If \(\frac{x+y}{x-y}+\frac{x-y}{x+y}=\frac{10}{3}\),then \(\frac xy=\)

• A. \(\pm2\)
• B. \(\pm1\)
• C. \(\pm4\)
• D. Not Possible to find out

Answer 1

The Correct Option is A

To solve the equation: \(\frac{x+y}{x-y}+\frac{x-y}{x+y}=\frac{10}{3}\), let's follow these steps.

First, let \(a=\frac{x+y}{x-y}\) and \(b=\frac{x-y}{x+y}\). We know from the problem statement that \(a+b=\frac{10}{3}\).

Notice that \(a=\frac{1}{b}\) because if you multiply \(\frac{x+y}{x-y}\) by \(\frac{x-y}{x+y}\), you get 1:

\(\left(\frac{x+y}{x-y}\right)\left(\frac{x-y}{x+y}\right)=\frac{(x+y)(x-y)}{(x-y)(x+y)}=1\).

This implies \(b=\frac{1}{a}\).

Thus, we have:

\(a+\frac{1}{a}=\frac{10}{3}\)

Multiply throughout by \(a\) to clear the fraction:

\(a^2+1=\frac{10}{3}a\)

Rearrange this into a standard quadratic equation:

\(3a^2-10a+3=0\)

Use the quadratic formula \(a=\frac{-b\pm\sqrt{b^2-4ac}}{2a}\) where \(a=3\), \(b=-10\), and \(c=3\):

\(a=\frac{-(-10)\pm\sqrt{(-10)^2-4\cdot3\cdot3}}{2\cdot3}\)

\(a=\frac{10\pm\sqrt{100-36}}{6}\)

\(a=\frac{10\pm\sqrt{64}}{6}\)

\(a=\frac{10\pm8}{6}\)

This gives \(a=\frac{18}{6}=3\) or \(a=\frac{2}{6}=\frac{1}{3}\).

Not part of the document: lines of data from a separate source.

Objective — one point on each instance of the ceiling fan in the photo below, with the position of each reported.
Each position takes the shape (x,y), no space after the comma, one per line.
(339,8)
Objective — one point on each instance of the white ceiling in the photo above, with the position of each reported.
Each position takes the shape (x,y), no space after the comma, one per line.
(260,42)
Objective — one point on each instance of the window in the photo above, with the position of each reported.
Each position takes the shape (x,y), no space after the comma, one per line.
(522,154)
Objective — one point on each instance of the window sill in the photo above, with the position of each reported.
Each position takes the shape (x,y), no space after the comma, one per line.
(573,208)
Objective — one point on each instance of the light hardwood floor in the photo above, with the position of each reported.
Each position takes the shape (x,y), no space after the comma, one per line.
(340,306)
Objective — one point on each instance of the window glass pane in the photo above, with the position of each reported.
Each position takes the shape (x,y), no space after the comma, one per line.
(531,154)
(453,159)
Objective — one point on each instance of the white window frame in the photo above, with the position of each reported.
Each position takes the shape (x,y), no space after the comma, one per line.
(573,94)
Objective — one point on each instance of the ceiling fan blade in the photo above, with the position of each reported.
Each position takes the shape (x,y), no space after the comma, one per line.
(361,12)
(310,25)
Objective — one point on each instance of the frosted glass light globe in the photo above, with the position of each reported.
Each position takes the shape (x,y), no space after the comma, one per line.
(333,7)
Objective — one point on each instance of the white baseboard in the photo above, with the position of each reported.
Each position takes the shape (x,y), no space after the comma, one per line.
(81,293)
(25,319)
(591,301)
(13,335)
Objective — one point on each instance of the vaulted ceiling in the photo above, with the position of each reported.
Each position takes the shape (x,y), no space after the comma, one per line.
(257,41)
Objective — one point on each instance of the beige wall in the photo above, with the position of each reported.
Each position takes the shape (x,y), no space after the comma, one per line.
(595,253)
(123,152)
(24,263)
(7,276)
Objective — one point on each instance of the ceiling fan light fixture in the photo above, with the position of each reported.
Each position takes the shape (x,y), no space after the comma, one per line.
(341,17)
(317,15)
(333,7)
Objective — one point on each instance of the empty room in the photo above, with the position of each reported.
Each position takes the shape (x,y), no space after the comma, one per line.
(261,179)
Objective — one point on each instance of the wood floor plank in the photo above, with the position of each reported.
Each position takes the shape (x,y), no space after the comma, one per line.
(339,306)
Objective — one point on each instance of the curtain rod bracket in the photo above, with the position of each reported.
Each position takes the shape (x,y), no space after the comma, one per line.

Now, \(a=\frac{x+y}{x-y}=3\) leads to \(\frac{b}{a}=1\) implying \(\frac{x-y}{x+y}=\frac{1}{3}\).

Equating both conditions:

\(\frac{x+y}{x-y}=3\) and \(\frac{x-y}{x+y}=\frac{1}{3}\)

Multiply the two equations to verify identity:

\(\left(\frac{x+y}{x-y}\right)\left(\frac{x-y}{x+y}\right)=3\cdot\frac{1}{3}=1\), thus verified.

The ratio \(x:y\) is required:

\(x+y=3(x-y)\)

\(x+y=3x-3y\)

\(4y=2x\)

\(\frac{x}{y}=2\) or \(-2\) leading to \(\pm2\).

Therefore, the correct answer is \(\pm2\).